We’re currently wrapping up a season of gratitude in the U.S. that starts in November with Thanksgiving and runs through to Christmas. While being thankful is not isolated to a few months in the year, we seem to become more aware of the need to be grateful during this time.

We’re thankful for family and friends, food and shelter, gifts and opportunities. We remind children to say thank you or write thank-you notes for gifts received. We try to always be grateful for what they have.

But sometimes I wonder if we should also be grateful what we didn’t get. The missed opportunities for disaster. The close calls with death.

I heard an interview between social media guru Gary Vaynerchuk, and motivational powerhouse Tony Robbins, that discussed gratitude. They both shared their system for staying grateful. Gary told how every morning, he pretends, just for a moment, that all his family members had been killed and how that puts everything in perspective for the rest of the day.

It is easy to be grateful for what’s in front of us — what we can see, hear, feel and touch. But how about everything else? There is so much that could happen in life. Tomorrow is not promised to any of us. Every day we’re alive and in one piece is a miracle.

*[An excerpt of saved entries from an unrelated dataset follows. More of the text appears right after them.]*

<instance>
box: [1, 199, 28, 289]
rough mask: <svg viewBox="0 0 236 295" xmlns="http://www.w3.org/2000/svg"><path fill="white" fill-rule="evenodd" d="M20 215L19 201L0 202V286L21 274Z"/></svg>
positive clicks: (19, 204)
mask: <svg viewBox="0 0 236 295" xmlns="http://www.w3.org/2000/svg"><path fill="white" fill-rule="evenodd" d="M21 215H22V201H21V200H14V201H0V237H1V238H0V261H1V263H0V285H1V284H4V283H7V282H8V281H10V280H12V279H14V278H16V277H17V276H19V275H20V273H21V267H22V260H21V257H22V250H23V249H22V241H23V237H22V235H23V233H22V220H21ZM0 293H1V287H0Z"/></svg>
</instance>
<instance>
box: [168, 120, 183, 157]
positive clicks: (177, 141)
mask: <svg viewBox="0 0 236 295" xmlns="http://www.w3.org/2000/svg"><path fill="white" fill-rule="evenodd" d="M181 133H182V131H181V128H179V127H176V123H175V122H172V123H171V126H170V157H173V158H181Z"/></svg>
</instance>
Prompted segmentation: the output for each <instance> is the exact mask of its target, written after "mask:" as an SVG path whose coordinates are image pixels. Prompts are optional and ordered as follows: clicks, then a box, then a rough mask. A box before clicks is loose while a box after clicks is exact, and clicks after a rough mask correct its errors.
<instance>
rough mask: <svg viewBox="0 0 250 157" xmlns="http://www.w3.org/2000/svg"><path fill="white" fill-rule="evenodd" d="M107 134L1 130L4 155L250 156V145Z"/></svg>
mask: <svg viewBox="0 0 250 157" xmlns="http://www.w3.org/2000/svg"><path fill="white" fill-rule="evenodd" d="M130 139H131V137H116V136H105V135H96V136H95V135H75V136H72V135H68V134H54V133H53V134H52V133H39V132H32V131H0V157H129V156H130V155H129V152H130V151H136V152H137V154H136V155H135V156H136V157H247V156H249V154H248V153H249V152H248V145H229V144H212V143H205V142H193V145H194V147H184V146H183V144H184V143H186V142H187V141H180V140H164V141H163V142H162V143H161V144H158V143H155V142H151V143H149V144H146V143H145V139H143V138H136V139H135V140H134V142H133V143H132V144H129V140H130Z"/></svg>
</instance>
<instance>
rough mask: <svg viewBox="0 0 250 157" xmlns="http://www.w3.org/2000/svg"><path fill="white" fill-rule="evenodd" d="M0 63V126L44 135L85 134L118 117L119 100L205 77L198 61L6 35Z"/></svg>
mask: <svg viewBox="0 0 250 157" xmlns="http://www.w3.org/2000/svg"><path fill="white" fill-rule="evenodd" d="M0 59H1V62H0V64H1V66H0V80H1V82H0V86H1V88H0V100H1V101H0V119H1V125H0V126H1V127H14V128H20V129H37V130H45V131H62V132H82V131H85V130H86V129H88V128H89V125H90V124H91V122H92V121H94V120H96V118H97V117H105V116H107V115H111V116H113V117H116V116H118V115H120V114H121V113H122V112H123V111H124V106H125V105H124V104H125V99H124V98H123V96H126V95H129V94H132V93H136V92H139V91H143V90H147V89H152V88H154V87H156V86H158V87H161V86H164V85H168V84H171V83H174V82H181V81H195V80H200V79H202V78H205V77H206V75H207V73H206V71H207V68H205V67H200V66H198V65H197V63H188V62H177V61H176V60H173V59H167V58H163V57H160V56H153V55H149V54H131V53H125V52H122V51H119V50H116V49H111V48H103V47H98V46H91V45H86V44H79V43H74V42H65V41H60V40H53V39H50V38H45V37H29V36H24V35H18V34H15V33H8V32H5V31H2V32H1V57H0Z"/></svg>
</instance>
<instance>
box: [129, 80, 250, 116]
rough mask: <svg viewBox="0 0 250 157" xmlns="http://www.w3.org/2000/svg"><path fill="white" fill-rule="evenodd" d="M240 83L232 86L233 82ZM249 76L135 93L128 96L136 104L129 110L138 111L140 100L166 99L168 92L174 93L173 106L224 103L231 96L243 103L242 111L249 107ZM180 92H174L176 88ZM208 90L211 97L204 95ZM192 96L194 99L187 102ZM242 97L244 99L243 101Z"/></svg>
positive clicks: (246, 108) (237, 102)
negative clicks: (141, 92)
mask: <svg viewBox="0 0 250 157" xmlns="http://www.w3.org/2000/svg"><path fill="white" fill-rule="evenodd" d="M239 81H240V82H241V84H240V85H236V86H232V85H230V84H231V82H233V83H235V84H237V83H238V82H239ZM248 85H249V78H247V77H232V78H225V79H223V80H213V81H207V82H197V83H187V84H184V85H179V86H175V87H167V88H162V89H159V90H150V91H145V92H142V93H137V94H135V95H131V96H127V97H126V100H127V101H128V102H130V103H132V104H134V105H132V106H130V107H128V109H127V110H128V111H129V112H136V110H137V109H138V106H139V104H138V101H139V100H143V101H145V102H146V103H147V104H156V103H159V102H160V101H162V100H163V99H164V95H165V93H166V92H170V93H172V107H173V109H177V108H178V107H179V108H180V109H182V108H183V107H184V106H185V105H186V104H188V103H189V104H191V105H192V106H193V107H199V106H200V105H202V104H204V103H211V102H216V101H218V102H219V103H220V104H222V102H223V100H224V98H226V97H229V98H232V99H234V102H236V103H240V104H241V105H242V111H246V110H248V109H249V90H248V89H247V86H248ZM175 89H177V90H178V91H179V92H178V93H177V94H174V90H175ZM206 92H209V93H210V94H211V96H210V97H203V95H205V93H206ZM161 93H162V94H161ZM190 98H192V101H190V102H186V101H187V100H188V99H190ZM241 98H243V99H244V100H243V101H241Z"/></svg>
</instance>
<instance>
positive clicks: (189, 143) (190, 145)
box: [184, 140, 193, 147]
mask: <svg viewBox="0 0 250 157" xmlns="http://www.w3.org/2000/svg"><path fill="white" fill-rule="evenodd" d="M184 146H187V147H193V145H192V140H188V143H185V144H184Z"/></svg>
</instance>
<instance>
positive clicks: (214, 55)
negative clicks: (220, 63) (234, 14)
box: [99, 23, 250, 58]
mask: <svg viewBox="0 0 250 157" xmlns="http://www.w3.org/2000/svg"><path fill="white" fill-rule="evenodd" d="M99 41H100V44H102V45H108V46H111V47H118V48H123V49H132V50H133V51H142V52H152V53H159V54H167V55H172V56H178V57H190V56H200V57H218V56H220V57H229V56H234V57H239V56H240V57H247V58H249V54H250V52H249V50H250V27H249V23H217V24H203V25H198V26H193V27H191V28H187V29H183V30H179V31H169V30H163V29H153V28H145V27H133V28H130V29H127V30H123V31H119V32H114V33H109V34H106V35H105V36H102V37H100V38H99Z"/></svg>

When I get a text from my older sister asking for a favor, I’m reminded of her brush with death earlier this year. When I see the healing wounds on my husband’s hand, I think of how close he was to amputation. When I feel like complaining about little annoyances that some would deem “first world problems,” I think of how different — and harder — my life could have been if I had been in a different part of the world or grown up in a different family. The what-could-have-been elicits waves of gratitude in me.

So many in America like to complain about the “top 1%” of wage earners in the U.S. However, most of what we call “lower income” would be seen as rich in other parts of the world. In a land filled with social programs, free hot meals, clothing giveaways, and child sponsors, how can we not be grateful still? I knew a pastor of an inner city church who reminded his people every now and then how blessed they really were, despite their hardships, compared to elsewhere in the world.

This perspective is not meant to make you feel guilty. It is not meant for you to feel superior. I believe this perspective increases an attitude of gratitude. One that hopefully overflows into giving for others. Because no matter where you are in life, there is always something to be grateful for — not just for what you have, but for what you could have had.

There’s a song my family used to play when I was a kid that repeated the phrase “behind every dark cloud there’s a silver lining.” The truth of the matter is that, even in those “why me” times, things could always be worse. There’s always a reason to be thankful. Just sometimes you have to look at what could have been to find it.

What “could have been” scenario are you grateful for this year?